CO2 + 6H2O + Sunlight -> C6H12O6 + 6O2
This process is known as photosynthesis. It describes how these organisms take inorganic carbon in the form of carbon dioxide (CO2), combine it with water (H2O), and, using sunlight, convert these into organic matter—in this case a carbohydrate, glucose (C6H12O6)—and oxygen (O2).
Plants and other photosynthesizers then use the organic material they produce to grow and make other, more complex molecules, like proteins and starches. Animals consume photosynthesizers to survive and are eaten by still other animals to form a food chain.
Even at the bottom of ocean far from sunlight, many animals are still part of the photosynthetic food chain. As tiny plants and animals known as phytoplankton and zooplankton living in the sun-lit upper ocean die, they drift down towards the bottom as detritus. Deep-sea corals living on the ocean floor filter these small bits of organic matter out of the water as food. In this way, deep-water coral retain a connection to the upper ocean even though they live in perpetual darkness. Their cousins in shallow water also survive by means of photosynthesis, but in a way that involves some help, as we’ll see in another Hot Topic.
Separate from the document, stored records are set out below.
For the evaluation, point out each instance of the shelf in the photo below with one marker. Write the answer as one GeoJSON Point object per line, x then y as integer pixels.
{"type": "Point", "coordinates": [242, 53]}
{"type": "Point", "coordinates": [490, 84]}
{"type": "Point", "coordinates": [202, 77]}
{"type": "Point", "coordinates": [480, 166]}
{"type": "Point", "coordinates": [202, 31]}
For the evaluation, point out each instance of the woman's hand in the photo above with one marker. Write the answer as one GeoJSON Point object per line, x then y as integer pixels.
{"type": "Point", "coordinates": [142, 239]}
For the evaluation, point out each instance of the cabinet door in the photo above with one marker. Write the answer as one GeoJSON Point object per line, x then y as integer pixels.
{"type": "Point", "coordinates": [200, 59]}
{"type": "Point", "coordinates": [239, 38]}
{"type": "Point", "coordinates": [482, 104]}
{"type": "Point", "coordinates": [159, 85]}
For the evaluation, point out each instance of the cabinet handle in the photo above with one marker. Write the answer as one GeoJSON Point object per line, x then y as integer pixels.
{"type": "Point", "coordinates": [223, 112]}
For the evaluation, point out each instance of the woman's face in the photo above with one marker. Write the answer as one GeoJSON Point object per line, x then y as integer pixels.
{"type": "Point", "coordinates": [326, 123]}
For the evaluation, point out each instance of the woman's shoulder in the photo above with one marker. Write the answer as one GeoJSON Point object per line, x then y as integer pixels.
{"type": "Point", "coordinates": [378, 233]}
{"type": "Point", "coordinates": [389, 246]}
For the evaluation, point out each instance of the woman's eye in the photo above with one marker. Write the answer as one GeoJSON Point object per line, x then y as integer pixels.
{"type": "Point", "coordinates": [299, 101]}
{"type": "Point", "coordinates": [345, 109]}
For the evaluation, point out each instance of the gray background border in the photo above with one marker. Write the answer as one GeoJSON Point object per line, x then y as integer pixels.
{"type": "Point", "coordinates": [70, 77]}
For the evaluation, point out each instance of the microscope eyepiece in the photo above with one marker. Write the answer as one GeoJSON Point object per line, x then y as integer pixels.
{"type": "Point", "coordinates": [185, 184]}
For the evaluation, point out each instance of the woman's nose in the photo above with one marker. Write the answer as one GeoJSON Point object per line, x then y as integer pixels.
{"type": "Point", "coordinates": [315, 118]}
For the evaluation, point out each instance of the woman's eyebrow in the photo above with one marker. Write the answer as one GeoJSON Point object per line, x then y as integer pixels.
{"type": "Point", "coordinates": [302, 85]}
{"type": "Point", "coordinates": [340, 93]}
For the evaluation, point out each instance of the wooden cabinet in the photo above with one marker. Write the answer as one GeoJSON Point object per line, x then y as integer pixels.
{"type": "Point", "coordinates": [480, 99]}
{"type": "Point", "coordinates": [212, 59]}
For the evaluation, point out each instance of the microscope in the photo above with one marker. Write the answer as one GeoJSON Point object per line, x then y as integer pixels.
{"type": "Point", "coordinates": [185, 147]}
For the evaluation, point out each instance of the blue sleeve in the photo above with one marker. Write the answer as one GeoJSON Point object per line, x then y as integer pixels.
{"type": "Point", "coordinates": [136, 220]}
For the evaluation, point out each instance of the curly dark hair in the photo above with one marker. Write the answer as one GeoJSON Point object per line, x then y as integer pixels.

Organisms that form the basis for an entire community like this are also called primary producers. Primary production from photosynthesis occurs wherever there is sufficient sunlight—on land, in shallow water, even inside and below clear ice. But who are the primary producers where there is no light?
It turns out that there are a great many bacteria and other microorganisms living in special places on the seafloor that support entire ecosystems using a different source of energy. These microorganisms get their energy from chemicals flowing out of the seafloor rather than from sunlight through a process known as chemosynthesis.
Many bacteria found at cold seeps make organic matter by converting chemicals known as hydrocarbons (methane and many of the compounds that make up crude oil) or sulfides (including the rotten-egg-smelling hydrogen sulfide) into energy. In fact, some of the first organisms to arrive at a newly formed cold seep are bacteria, which form large mats on the seafloor. Scavengers such as shrimps, crab, and fish follow soon after to feed on the mats to form the next link in the deep-sea food chain.
These communities form remarkable concentrations of life on the ocean floor teeming with fish, crabs, mussels, tubeworms, and many other animals, all of them thriving far from sunlight. As vibrant as these communities are, they were only first found in the Gulf of Mexico in 1984. Very little is still known about the individual species and the ecosystems found there.
Chemosynthetic bacteria have also been found living in the ocean on whale carcasses and shipwrecks. It seems that almost anywhere there is an energy source to support primary producers, life will take hold and explode.